İslamofobi
"Antisemitizm veya İslam karşıtlığı gibi kimlik değerlerimize yönelik saldırı ve aşağılamaları başkalarının özgürlüğü olarak gördüğümüz bir dünyada bir arada yaşama idealini nasıl gerçekleştirebiliriz?" Başbakan Erdoğan dün Avrupa Konseyi Parlamenterler Meclisi'nde yaptığı ve gerçekten iyi hazırlanmış "İfade özgürlüğü ve dini inançlara saygı" konulu konuşmasında bu soruyu yöneltti. Cevabını da verdi: "Antisemitizmi nasıl insanlık suçu olarak görüyorsak, görmemiz gerekiyorsa, İslamofobya'yı da biz insanlık suçu olarak görme sorumluluğumuz olduğuna inanıyoruz ." Hem tespit doğru, hem de öneri. Çünkü Erdoğan'ın İngilizce versiyonunu kullanmayı tercih ettiği "İslamofobi", Batı aydınları ve medyasının son dönemdeki "tutkusu" oldu. Daha doğrusu, halüsinasyonlar gördüren bir tür uyuşturucusu. Her şey 1990'larda başladı. Sovyetler Birliği'nin çökmesi ve komünizmin tarih sahnesinden çekilmesinden sonra ABD'de bazı politikacılar ve "Think tanks" kuruluşları yeni "düşman" arayışına girdiler. Buldular da. Bakın New York Times gazetesi 1993 Eylül'ünde bu "düşman"ı nasıl duyurdu: "İslam köktendinciliği hızla küresel güvenlik ve barış için en önemli tehdit haline geliyor. 1930'lardaki nazizm ve faşizm, 1950'lerdeki komünizm tehdidi kadar büyük bir tehlike bu..." Sonra Avrupa basınında "İslamofobi" kavramı ortaya atıldı. Ama tehdit değil, sorun olarak. Örneğin "Le Monde" gazetesi 1994'te "Avrupa'da tırmanan İslamofobi"ye karşı uyaran bir yazı yayınladı. 11 Eylül 2001 saldırılarının ardından bu "fobi" Batı toplumunun damarlarına zerkedilmeye başlandı. Samuel Huntington'un "Medeniyetler Çatışması" tezi ve Oriana Fallaci gibi yazarların sürekli şaklattıkları İslam tehdidi, korkuları toplu isteriye dönüştürdü. Karikatür krizi son noktayı koydu. Gelinen noktayı görmek için Washington'daki "Pew" araştırma merkezinin 14 ülkede 14 bin kişiyle görüşerek gerçekleştirdiği "Batılılar ve Müslümanlar birbirlerini nasıl görüyorlar" anketinin sonuçlarına bakmak yeterli: *Batılılar'ın çoğuna göre Müslümanlar fanatik, şiddet yanlısı, hoşgörüsüz. *Müslümanlar'ın çoğuna göre Batılılar bencil, ahlaksız, açgözlü, fanatik ve şiddet kullanmayı seviyor.

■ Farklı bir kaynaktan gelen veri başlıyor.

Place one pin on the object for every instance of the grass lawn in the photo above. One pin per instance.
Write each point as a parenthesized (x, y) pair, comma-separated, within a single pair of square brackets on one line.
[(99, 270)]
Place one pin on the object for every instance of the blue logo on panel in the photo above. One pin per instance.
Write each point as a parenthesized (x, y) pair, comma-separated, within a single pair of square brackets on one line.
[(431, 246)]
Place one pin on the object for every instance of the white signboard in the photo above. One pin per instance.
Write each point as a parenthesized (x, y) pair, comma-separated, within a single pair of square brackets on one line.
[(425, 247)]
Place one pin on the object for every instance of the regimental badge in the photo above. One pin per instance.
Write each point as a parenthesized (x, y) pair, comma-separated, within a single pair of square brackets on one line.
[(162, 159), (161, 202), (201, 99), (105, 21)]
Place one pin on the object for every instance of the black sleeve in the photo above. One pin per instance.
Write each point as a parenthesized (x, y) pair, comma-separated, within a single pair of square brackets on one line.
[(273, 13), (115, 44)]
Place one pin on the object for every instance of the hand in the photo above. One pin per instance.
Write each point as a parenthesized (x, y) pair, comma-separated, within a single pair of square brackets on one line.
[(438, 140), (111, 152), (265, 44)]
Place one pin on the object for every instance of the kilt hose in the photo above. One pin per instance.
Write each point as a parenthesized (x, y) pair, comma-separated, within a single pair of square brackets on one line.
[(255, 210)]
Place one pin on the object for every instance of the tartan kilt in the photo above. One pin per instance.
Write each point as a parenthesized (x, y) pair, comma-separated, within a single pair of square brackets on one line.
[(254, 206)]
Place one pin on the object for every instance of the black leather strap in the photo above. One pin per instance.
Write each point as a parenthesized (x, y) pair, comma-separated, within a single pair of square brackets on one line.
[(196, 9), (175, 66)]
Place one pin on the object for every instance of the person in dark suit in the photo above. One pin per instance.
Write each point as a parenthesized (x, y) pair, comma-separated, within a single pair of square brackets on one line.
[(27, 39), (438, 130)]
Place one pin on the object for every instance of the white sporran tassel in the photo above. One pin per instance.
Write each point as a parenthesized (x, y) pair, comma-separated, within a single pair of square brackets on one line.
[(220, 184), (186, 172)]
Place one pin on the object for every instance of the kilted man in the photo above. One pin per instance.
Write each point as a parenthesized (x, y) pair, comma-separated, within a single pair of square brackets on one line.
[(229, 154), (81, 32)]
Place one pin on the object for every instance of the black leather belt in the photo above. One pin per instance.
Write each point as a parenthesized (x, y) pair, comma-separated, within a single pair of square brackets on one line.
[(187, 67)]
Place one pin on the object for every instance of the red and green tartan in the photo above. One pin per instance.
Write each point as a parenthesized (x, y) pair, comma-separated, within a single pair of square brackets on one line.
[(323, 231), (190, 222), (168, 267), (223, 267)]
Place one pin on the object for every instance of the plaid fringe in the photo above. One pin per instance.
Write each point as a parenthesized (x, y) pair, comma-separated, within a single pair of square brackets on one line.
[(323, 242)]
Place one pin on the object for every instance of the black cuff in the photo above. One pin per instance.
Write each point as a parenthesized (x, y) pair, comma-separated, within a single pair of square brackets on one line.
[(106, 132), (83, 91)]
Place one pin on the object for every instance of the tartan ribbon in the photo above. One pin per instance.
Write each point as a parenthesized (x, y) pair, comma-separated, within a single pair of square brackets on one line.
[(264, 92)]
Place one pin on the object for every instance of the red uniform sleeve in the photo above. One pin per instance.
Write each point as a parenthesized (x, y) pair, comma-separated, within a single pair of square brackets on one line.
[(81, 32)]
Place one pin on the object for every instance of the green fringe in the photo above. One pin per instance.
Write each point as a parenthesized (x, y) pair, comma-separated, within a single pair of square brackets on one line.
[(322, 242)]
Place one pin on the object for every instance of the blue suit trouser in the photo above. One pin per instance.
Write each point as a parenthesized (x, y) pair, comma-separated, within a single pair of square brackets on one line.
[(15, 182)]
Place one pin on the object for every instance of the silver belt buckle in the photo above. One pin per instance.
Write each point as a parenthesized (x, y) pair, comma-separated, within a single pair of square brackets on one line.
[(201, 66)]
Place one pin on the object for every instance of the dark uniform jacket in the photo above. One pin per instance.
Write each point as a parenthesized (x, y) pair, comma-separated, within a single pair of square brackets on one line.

Korkunun gerçek kaynağı Erdoğan'ın konuşmasında çok önemli bir uyarı daha var: "Avrupa'nın göçmenlerle sorununun bir İslam sorunu olmadığını görebilmek önemlidir." İşte can alıcı nokta, daha doğrusu "fobi"nin altındaki buzdağı bu. Örneğin göçmenlerin yanında yer aldığı için bazı kesimlerin "Gizli Müslüman" olmakla suçladıkları Fransız siyasal bilimci Vincent Geissler, "Yeni İslamofobi" adlı son yapıtında "İslam korkusunun temelinde yabancı düşmanlığının yattığını" belirtiyor, Fransa'dan örnek vererek şöyle diyor: "Sorun din değil. Çünkü Fransız toplumunda dinler, hiç sürtüşmeden, birarada yaşıyorlar. Sorun, ideolojik yaklaşımlara dini kimliklerin alet edilmesinden ve böylece Fransa'nın bir İslam tehdidiyle karşı karşıya olduğu düşüncesinin yayılmak istenmesinden kaynaklanıyor. İslamofobi'nin yükselişinin ardında, derin bir kimlik krizi bulunuyor. Aramızda yaşayan Müslüman kültürden gelmiş gruplar için önümüzdeki 5-6 yıl son derece zor geçecek." Batı'daki sağduyu sahibi kişi ve kuruluşların her fırsatta tekrarladıkları, dün de Erdoğan'ın altını çizerek vurguladığı gibi, "İslamofobi'nin bir düşünce değil suç olduğu" kabul edilmedikçe ve "İnsanlık suçu" kapsamına alınmadıkça, "Kıyamet habercileri" at koşturmaya devam edecekler.